Many of the problems Trimbee found in the Bahrain of 1971 will be familiar to expats today: high rents, salaries that don't stretch quite as far as expected, bureaucracy, and the gaping gulf between managers who expect everything done immediately and a workforce that would rather do it later.
He also found problems particular to a start-up: non-existent organisation, half-hearted planning, no staff and the burden of sorting it out on his own shoulders.
That he not only survived the experience but succeeded in it and came to love it offers a lesson to every foreigner coming to the Middle East.
"I look back on my time in the Middle East and I feel enormously comfortable in that environment.
"We eschewed the expat community. All our friends were from the Bahraini community. In Dubai, we knew many local people.
"Working abroad completely opens up your mind.
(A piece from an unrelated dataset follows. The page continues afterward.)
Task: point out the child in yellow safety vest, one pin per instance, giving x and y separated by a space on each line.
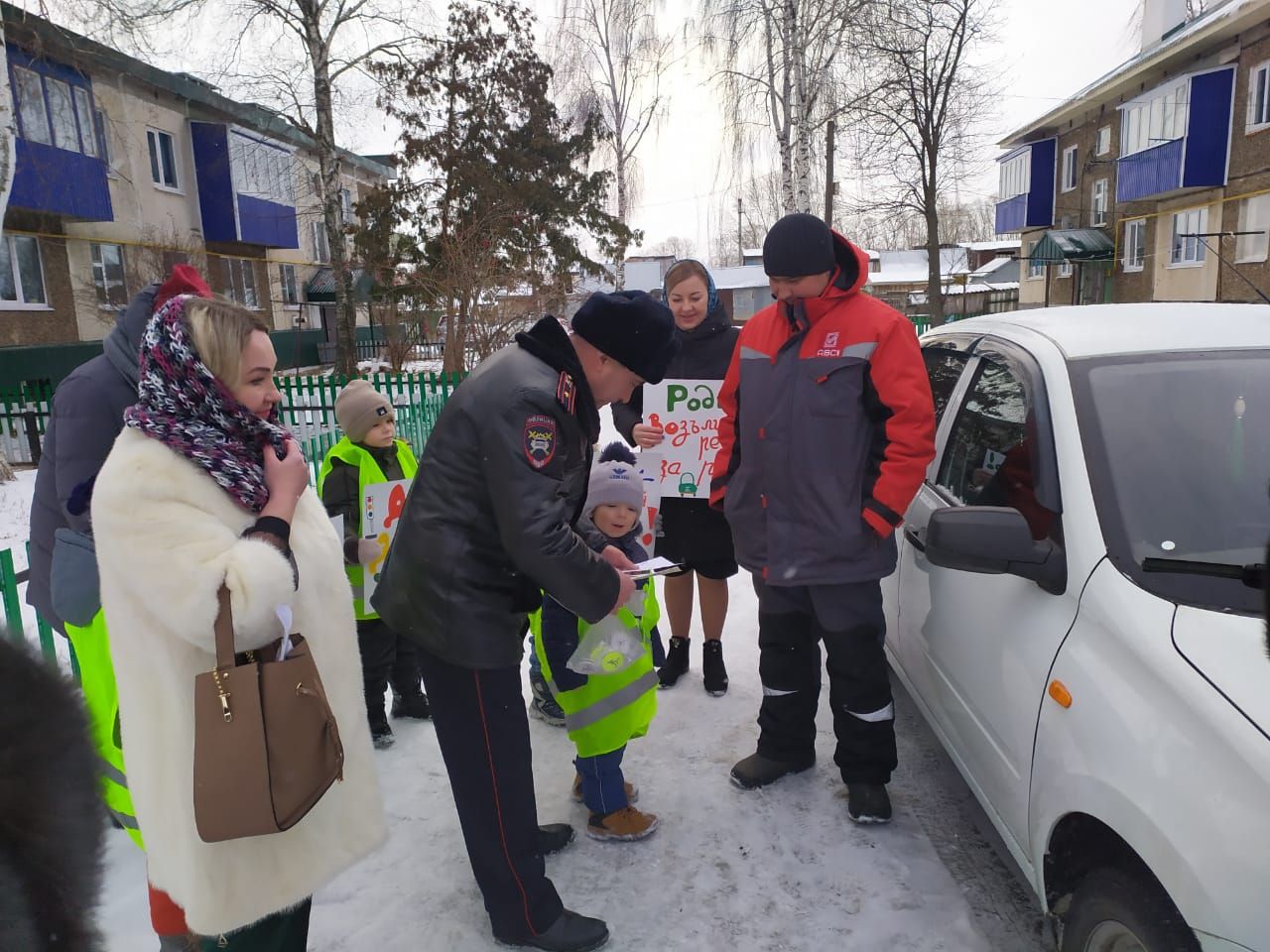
604 711
371 453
It gives you a completely different view of things. I lived in Bahrain for six years, and it rounded off my personal education in a way I couldn't have imagined. It changed my life, even more so than Nairobi.
"Lots of people say they want to travel and work abroad, but very few actually do it — the ones that do are an exception."
Setting up a newspaper from scratch is no easy task, even in these days of the internet and desktop publishing. In the days of typewriters, linotype and compositors (the trade that named the "cut" and "paste" functions on your computer), it was tougher still.
Trimbee produced the first issue a week after landing in Manama. "The Mirror arrived on an unsuspecting world," he said. "It had no prior publicity in any way. But in no time it established a circulation base.
"It became the most-read thing for local people. There were incredible stories. The government was very supportive.
"The standards of the Mirror improved until after nine months it was at a British standard."
But it wasn't all plain sailing. With a small staff, Trimbee had to be both editor and writer — and the job of an editor is to be a public face of his or her newspaper as much as it is to actually edit it.
Early mornings doing the rounds, long stints in the office writing and editing, evenings glad-handing, smiling and picking up gossip at parties, six or seven days a week.
It was hard work, something Trimbee says he got used to in his second stint at the Northern Echo, when he served as its chief sub-editor, the closest thing a newspaper has to a regimental sergeant major. "You have to have a stubborn streak in this business," he said. "If you don't, you'll go under."
The stubborn streak was something I recognised from our days on the Skyrack, which he refused to treat as a little local rag it was, demanding high standards from staff and printers. "It's an easy thing, if you aren't careful, to drop your standards. I'd sit at my desk at the Skyrack thinking, ‘Would it get past Frank Peters, my old chief sub?'"
Anyone who has worked on a newspaper will tell you that they attract oddballs, eccentrics and characters. And that is just the staff.
The Mirror's character was Ralph Izzard, a near-legendary longtime Fleet Street foreign correspondent who became a Mirror columnist.
He in turn seemed to attract more than his fair share of oddballs and eccentrics, and many of The Inshallah Paper's laughter-snorting passages revolve around Izzard's gentlemanly, slightly bemused attempts to put up with his friends' antics.
All in all, The Inshallah Paper is a warm, highly readable account of life in an Arabian Gulf of yore but it still resonates so profoundly in the Gulf of today that you will find yourself annoying family and friends by reading passages aloud.
And, of course, it is also an account of a newspaper industry of long ago, when journalists wrote shorthand and the typewriters that hammered out the copy could be rebooted with a paperclip if they crashed.
"This business, as it was, has changed irrevocably," said Trimbee when I pressured him to make a comparison of old and new. "This is an old writer's observation, but being completely honest about it, there isn't the degree of professionalism that there was. It isn't there. Maybe there isn't a need for it — it's more involved in the technical side. I'm not saying that's a bad thing, but it's not like it was."